Good Friday! Goodnight!


Sitting on a toilet at 3 AM, pants on, with a laptop as a companion, can breed a variance of thoughts...

In the upper West side of New York City, the surroundings to me at first glance seem incommensurate with all the ideals of a community I most cherish: the intangible value of families sharing the same home-base and zeal for its health, a radical inclusivity shaped and molded by a conscientious shattering of all, power-based distinctions that create barriers between individuals and breed all sorts of stereotyping, and, well, doors with windows and formidable houses turned into homes by years of nurturing care. In her nursing years, Dorothy Day used to drink until the morning with Eugene O'Neill across town from here, listening to his retelling of the times he almost drowned himself in the darkness of the river at night. At the same time Bob Dylan and Harry Smith searched through Smith's collection of 7” for the perfect track to accompany a night of exploration into a realm created by drugs paid for by Smith's ever-growing collection of university grant money. My ever-curious, ever-unsatisfied mind wants to barrage my sister with all of the questions it can put forth related to this place, seeing as I better get all of the opinions I can get before I denigrate an entire city with my pathetic opinions. Becca is radiant; the wrinkles on her face when she smiles attest to the rapture she seems to be feeling now that her family has insurrected her apartment, her untraditionalism no longer slated into the minority of these apartment dwellers. My father's grunts, snorts, reverberant throat infestations, oftentimes abysmal to my sister and I growing up, are now innocuous at the least to all of us, and dare I say, cherishable. Seeing a woman forging through black garbage bags outside of this apartment complex, looking for fitting clothing, makes me realize the ever-existing incongruities between “the rich” and “the poor.” Is it disrespectful and shamelessly discourteous to offer this woman a sweater or a meal, just exaggerating these distinctions?
Reading on educational reform in Africa while sitting in a comfortable fold-out bed says to me again that I am too oftentimes unaware of the privelege that I have, and so far removed from anything African, other than a couple of books bought for what can bring hundreds of people clean water, that it is simply naïve, childish-thinking to want to go there.
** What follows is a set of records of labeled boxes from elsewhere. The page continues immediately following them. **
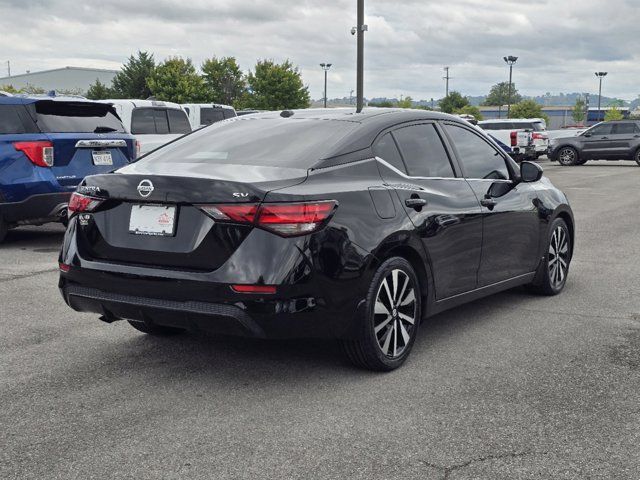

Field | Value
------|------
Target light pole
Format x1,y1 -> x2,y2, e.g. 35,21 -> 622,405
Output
504,55 -> 518,118
320,63 -> 331,108
596,72 -> 608,121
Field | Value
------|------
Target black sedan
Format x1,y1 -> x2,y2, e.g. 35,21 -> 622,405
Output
60,109 -> 575,370
549,120 -> 640,166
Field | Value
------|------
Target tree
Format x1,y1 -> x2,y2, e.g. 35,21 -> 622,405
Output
484,82 -> 522,106
147,57 -> 206,103
604,105 -> 624,122
202,57 -> 247,105
571,97 -> 587,124
440,91 -> 469,113
112,51 -> 156,99
509,100 -> 549,124
455,105 -> 484,121
242,60 -> 311,110
87,78 -> 114,100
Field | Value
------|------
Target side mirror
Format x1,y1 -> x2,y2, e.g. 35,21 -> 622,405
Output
520,162 -> 544,183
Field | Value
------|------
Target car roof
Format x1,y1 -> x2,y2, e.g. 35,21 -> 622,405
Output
98,98 -> 182,110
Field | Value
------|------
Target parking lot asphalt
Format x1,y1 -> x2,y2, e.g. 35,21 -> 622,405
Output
0,162 -> 640,480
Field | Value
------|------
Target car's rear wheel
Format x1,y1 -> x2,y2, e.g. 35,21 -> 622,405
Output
343,257 -> 422,372
558,147 -> 580,167
128,320 -> 185,337
530,218 -> 572,295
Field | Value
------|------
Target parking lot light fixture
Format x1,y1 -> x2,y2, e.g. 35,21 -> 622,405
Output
596,72 -> 609,121
320,63 -> 332,108
504,55 -> 518,118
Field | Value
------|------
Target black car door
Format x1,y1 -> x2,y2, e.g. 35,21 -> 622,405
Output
374,123 -> 482,300
443,123 -> 541,287
578,123 -> 613,160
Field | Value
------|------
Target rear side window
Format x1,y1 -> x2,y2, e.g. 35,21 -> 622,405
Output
373,133 -> 407,173
35,100 -> 124,133
167,109 -> 191,133
200,108 -> 229,125
613,123 -> 640,135
0,105 -> 35,135
444,125 -> 509,180
393,125 -> 455,178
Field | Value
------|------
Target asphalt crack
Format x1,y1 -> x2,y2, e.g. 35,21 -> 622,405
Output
421,452 -> 550,480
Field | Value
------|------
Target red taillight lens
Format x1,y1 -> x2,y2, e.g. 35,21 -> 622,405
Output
258,201 -> 336,237
231,285 -> 276,295
68,193 -> 103,216
199,201 -> 337,237
13,142 -> 53,167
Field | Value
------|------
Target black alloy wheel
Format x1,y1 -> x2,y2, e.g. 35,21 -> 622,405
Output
343,257 -> 422,371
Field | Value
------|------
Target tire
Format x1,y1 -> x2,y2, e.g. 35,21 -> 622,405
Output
529,218 -> 572,296
342,257 -> 422,372
0,217 -> 9,243
127,320 -> 185,337
558,147 -> 580,167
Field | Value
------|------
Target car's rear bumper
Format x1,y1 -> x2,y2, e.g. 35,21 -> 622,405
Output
0,192 -> 71,225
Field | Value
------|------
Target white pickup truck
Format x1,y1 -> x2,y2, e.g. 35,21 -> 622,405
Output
101,99 -> 192,155
478,118 -> 549,160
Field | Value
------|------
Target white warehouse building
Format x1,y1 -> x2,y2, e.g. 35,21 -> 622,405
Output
0,67 -> 118,94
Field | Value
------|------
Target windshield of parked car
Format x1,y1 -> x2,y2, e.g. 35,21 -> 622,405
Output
133,118 -> 359,169
35,100 -> 125,133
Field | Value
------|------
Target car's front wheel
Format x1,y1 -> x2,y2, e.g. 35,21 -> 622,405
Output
128,320 -> 184,336
530,218 -> 572,295
343,257 -> 422,372
558,147 -> 580,167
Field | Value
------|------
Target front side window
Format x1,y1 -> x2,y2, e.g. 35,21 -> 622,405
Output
393,125 -> 455,178
445,125 -> 509,180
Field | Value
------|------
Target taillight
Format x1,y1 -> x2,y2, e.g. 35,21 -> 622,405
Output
199,201 -> 337,237
13,142 -> 53,167
68,193 -> 104,216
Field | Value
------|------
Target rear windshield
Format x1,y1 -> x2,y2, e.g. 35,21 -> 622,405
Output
139,118 -> 359,169
131,107 -> 191,135
35,100 -> 125,133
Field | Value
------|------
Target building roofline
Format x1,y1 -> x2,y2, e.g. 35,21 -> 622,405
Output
0,66 -> 118,82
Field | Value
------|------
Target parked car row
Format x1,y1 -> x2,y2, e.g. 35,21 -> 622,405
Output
549,120 -> 640,166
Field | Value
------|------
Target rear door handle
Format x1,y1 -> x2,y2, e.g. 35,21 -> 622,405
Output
404,198 -> 429,209
480,198 -> 498,210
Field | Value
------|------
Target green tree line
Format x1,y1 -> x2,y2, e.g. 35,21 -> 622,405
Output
87,52 -> 310,110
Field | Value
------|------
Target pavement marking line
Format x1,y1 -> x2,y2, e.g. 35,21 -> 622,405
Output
0,268 -> 58,283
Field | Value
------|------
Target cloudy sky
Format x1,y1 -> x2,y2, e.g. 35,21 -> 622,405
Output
0,0 -> 640,99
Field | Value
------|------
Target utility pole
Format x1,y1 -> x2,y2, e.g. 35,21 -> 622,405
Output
351,0 -> 368,113
596,72 -> 608,122
442,67 -> 451,97
320,63 -> 331,108
504,55 -> 518,118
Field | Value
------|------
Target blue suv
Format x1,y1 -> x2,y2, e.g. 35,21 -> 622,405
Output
0,96 -> 137,242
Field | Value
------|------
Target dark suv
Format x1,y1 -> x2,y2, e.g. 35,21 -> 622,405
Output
549,120 -> 640,166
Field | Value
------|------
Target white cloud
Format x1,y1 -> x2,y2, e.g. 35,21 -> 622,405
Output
0,0 -> 640,99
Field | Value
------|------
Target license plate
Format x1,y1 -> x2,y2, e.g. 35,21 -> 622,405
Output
129,205 -> 177,237
91,150 -> 113,165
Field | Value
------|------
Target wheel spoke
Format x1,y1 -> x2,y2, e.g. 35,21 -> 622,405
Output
374,315 -> 393,335
398,312 -> 416,325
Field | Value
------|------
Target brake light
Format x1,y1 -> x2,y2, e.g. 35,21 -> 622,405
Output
231,285 -> 276,295
199,200 -> 337,237
13,142 -> 53,167
68,193 -> 104,216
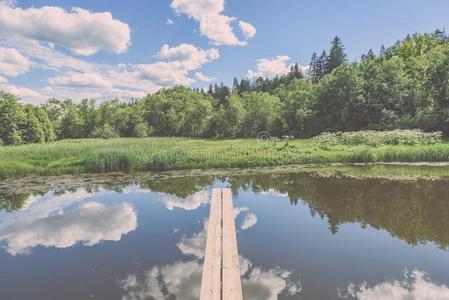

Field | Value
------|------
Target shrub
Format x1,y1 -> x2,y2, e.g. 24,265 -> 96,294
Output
313,130 -> 443,146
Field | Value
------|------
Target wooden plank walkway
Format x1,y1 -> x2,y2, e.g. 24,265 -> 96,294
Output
200,189 -> 243,300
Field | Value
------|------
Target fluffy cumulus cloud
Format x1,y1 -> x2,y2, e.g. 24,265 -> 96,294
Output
240,213 -> 257,230
0,0 -> 219,104
0,47 -> 31,78
119,211 -> 301,300
134,44 -> 220,87
176,219 -> 208,258
156,44 -> 220,69
0,2 -> 130,55
171,0 -> 256,46
240,256 -> 302,300
0,80 -> 41,100
247,55 -> 291,79
160,191 -> 209,210
340,270 -> 449,300
0,202 -> 137,255
48,72 -> 112,88
0,189 -> 137,255
195,72 -> 216,82
239,21 -> 256,38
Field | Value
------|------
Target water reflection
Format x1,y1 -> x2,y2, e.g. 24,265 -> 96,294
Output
0,190 -> 137,255
0,171 -> 449,299
0,172 -> 449,249
160,191 -> 209,210
339,270 -> 449,300
119,211 -> 302,300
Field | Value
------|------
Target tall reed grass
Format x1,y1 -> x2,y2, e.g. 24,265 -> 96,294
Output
0,134 -> 449,178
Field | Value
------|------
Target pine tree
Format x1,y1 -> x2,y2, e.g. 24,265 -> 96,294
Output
310,52 -> 319,82
324,36 -> 348,74
232,77 -> 240,91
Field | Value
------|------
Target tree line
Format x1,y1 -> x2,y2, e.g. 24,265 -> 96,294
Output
0,31 -> 449,145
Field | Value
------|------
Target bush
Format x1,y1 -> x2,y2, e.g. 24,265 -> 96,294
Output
313,130 -> 443,146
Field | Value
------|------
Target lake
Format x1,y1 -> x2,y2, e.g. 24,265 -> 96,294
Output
0,170 -> 449,300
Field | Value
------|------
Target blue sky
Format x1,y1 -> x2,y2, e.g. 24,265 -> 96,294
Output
0,0 -> 449,103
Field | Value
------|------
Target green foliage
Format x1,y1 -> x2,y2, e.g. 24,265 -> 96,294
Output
313,130 -> 443,146
144,87 -> 212,137
0,31 -> 449,145
0,137 -> 449,178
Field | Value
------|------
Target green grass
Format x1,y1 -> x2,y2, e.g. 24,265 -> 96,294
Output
0,138 -> 449,178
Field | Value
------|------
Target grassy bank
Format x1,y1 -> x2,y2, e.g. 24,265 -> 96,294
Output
0,138 -> 449,178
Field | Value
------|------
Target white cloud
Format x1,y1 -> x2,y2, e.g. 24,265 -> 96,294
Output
195,72 -> 216,82
0,0 -> 219,104
234,207 -> 249,218
48,72 -> 112,88
0,2 -> 130,55
160,191 -> 209,210
239,21 -> 256,38
119,260 -> 203,300
119,207 -> 301,300
240,256 -> 302,300
0,47 -> 31,77
340,270 -> 449,300
0,202 -> 137,255
134,44 -> 220,87
171,0 -> 254,46
0,80 -> 42,101
119,257 -> 301,300
156,44 -> 220,69
240,213 -> 257,230
247,55 -> 291,79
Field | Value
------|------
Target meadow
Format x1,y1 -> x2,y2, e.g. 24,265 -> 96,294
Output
0,131 -> 449,178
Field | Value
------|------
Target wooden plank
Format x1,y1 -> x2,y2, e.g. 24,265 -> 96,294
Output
222,189 -> 243,300
200,189 -> 222,300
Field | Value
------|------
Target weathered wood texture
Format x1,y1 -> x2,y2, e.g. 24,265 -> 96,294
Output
200,189 -> 243,300
222,189 -> 242,300
200,189 -> 222,300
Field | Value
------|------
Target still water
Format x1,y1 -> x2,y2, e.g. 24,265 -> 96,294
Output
0,171 -> 449,300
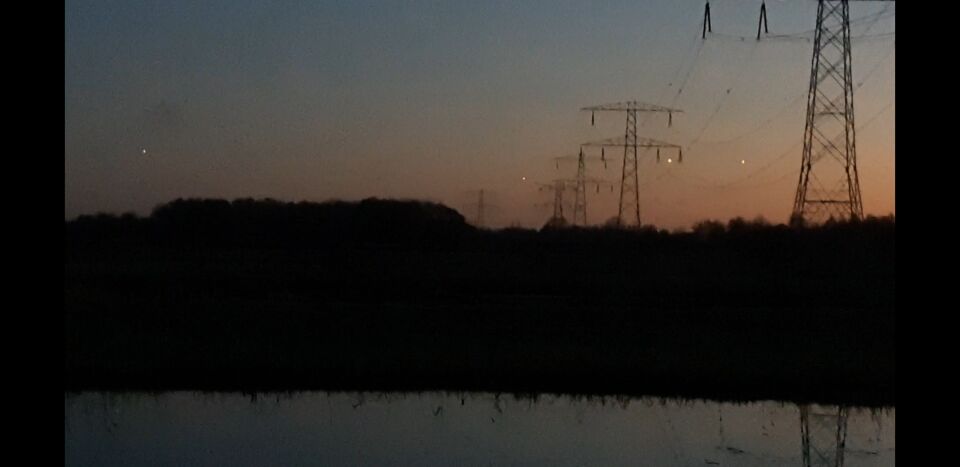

I remember reading an interview with a man who said, “Americans seem to take pity on Africans because we have so little, but I pity Americans. Americans expect to be taken care of, whereas with every thing we receive, we thank God for his provision.” I'm reminded of Joseph Farrel, a sixty year-old broom-toting, Gospel-laden street gyspy, whom I am priveledged to know as my friend, and co-conspirator. I pray I will never give into the provocative insulation that replaces groveling, grateful, thankfulness with lamentable expectation.